Saturday, April 17, 2010

Look at Kim Cook's Work at Upcoming SFAI Vernissage

EXHIBITION TITLE: San Francisco Art Institute Vernissage
LOCATION: Herbst Theater 401 Van Ness San Francisco, CA 94102
Friday May 14, 2010 6pm - 8pm

Kim Cook, a second year New Genre's focus at the San Francisco Art Institute is currently working on a project entitled, Resource Exchange, a commentary on restricted access to our global water supply. Water, a natural resource that should be within reach to the global community, unfortunately is not. With more than 95% of the world's water supply owned by powerhouse corporations, business becomes the middle-man, thereby hindering our free access to water and restricting not only who the reserve reaches, but how we obtain it. In preparation for Vernissage, SFAI's final showcase of graduating MFA practices, Kim asked myself and four other volunteers to participate in modeling her take on the quite literal handicapping society faces in their struggle for water access.

Photo courtesy of Kim Cook

Kim designed a garment that serves as both a hybrid life vest and straight jacket.
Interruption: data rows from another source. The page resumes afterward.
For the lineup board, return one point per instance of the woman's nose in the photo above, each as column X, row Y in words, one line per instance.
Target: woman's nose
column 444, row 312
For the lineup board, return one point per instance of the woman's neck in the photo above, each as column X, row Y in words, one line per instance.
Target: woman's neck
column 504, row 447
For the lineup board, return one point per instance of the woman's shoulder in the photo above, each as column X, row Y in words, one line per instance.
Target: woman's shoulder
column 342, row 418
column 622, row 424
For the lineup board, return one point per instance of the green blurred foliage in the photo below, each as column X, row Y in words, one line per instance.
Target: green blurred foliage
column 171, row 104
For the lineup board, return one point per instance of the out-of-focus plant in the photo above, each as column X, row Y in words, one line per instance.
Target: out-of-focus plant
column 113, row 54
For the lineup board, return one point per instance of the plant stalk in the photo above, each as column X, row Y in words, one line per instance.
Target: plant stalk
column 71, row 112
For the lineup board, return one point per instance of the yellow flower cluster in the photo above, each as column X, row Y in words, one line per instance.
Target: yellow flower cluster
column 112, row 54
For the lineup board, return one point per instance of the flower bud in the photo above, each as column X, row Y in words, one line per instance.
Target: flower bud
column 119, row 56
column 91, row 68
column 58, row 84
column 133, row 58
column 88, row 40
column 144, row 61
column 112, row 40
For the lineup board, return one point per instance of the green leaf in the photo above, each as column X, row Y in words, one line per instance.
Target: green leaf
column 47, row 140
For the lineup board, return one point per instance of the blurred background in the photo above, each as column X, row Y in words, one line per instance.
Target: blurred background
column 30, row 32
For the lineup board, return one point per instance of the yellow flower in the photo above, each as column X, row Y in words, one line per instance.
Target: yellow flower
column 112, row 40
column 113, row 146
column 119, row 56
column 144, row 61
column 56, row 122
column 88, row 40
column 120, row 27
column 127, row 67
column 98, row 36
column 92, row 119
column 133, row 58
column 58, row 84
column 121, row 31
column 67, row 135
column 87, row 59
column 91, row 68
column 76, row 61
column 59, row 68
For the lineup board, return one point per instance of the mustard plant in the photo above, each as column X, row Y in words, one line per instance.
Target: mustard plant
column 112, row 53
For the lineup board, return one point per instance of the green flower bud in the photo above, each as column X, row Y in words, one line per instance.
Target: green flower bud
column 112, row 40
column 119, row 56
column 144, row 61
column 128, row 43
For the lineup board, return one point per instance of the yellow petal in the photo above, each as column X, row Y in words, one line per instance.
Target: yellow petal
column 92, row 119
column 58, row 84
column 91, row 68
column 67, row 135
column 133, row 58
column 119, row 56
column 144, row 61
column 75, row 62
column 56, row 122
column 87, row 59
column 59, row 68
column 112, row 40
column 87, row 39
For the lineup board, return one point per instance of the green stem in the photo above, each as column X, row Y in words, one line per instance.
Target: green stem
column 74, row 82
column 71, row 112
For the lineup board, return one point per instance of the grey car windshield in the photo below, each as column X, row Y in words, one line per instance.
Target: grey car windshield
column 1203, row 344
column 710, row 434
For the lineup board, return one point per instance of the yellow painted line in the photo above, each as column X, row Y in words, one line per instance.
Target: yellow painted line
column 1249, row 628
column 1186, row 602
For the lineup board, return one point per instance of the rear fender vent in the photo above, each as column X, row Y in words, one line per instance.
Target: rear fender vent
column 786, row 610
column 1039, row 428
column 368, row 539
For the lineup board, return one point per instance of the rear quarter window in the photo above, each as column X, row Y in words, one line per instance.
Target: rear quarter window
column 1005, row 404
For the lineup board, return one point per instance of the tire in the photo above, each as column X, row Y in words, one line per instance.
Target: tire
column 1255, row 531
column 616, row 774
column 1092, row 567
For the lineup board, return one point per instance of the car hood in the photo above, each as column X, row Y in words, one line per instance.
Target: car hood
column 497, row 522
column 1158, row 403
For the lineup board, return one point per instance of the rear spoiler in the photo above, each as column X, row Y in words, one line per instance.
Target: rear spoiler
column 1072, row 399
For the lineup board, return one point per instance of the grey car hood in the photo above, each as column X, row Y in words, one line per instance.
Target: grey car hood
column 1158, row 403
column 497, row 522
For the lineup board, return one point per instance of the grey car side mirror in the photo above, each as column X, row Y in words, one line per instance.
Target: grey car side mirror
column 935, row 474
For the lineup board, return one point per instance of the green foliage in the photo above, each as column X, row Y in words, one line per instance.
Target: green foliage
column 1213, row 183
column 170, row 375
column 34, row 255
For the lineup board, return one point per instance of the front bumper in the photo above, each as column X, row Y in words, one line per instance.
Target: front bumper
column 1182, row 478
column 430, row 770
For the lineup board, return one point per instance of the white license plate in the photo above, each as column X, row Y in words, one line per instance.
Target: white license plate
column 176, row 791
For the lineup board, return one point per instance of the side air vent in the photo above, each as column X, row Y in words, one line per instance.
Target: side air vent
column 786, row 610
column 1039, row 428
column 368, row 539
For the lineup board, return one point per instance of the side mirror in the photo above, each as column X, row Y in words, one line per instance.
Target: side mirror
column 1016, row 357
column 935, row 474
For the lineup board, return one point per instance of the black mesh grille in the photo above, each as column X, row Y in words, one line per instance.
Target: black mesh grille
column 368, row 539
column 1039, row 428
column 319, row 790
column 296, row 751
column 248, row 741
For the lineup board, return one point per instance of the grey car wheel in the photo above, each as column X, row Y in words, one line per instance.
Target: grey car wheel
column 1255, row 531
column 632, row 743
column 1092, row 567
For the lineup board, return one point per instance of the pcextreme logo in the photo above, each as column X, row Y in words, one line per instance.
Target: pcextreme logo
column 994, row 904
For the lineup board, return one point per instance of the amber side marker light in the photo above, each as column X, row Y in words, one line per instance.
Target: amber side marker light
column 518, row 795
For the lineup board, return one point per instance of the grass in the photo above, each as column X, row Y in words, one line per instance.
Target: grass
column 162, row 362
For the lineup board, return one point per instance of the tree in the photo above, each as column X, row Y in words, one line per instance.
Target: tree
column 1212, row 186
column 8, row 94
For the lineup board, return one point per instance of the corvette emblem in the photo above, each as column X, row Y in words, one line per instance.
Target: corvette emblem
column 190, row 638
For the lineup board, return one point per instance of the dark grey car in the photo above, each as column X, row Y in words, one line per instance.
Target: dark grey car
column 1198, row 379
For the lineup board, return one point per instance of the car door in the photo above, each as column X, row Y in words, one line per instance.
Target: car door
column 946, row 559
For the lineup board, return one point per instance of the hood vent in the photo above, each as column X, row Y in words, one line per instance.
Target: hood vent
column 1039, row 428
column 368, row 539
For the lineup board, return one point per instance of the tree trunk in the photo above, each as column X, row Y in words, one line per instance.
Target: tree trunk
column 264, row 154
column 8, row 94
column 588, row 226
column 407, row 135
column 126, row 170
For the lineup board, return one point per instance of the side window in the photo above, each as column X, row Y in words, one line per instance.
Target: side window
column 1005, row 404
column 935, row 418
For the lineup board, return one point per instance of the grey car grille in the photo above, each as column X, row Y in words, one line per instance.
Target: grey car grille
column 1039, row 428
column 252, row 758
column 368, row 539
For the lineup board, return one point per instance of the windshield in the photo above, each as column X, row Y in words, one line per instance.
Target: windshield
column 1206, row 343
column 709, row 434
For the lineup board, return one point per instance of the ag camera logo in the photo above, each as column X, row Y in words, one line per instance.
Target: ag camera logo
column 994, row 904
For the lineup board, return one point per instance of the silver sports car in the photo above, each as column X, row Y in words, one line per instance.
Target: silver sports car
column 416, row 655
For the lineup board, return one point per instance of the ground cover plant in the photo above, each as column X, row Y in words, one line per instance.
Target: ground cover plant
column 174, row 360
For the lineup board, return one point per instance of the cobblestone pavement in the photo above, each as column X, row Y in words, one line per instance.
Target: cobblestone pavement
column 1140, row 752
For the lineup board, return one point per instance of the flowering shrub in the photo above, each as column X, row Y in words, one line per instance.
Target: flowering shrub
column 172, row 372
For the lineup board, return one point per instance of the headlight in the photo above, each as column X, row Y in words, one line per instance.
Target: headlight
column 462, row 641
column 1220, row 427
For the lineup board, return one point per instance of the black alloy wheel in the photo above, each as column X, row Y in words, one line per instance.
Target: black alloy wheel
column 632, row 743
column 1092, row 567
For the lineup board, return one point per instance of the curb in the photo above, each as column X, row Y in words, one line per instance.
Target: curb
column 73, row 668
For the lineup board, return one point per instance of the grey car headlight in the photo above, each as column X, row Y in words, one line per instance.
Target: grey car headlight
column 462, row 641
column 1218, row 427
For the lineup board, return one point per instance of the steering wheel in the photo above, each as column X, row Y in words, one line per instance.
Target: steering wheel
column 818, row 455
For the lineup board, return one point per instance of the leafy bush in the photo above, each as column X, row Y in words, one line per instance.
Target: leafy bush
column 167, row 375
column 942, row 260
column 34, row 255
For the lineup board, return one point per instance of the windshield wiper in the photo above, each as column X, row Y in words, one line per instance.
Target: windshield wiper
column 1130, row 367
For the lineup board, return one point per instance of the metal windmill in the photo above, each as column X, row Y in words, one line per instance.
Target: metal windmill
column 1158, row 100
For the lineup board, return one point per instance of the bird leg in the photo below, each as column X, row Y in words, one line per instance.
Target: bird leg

A harness on the back holds in place a one gallon container of water making it inaccessible for the person carrying it to drink from it themselves. Hand made and crafted with impeccable artistry, the garb had all the characteristics of both a life preserver (the polished detail of hand sewn plush materials) and a straight jacket (arm restraints and belted clasps). Both of these things working against one another dissolved the garment's individual functionality and actually hindering out mobility and ability to interact with the other participants. The garment's dichotomy between a life preserver and a restraint was a conceptually created a metaphor for the global water crisis. On one hand, water should be within reach for consumption at any point to anyone, yet corporate control of the circulation of fresh drinking water limits millions on a daily basis.

As models, we acted out this restriction first hand. Our group was challenged by Kim to situate our bodies in various ways that allowed everyone could drink from the jugs of water resting on each of our backs. No outside props could be used, and each arrangement was no a success unless everyone could drink, thus stressing the interdependence of global water access. Kim's design to implement a straight jacket impeded any movement of the arms, obstructing us as models from using our hands for anything.

The reliance we all felt on one another to gain access to the water on the backs of each other was a punctilious, meticulous commentary on the global water crisis. Having to contort our bodies in various positions and focus our energy on the whole group drinking rather than our individual parts proved to be a severe challenge with only five people, let alone that proposed on the global scale.

Photo courtesy of Kim Cook

Kim documented our efforts and plans to create sketches of some of the images, voiding each model of recognizable facial features, thereby universalizing us as representations of all those effected by the fresh water crisis. Having seen a basic sample of the drawn work, the sketches are extremely poetic in their forms and aesthetically subdued despite the intense nature of the commentary at hand.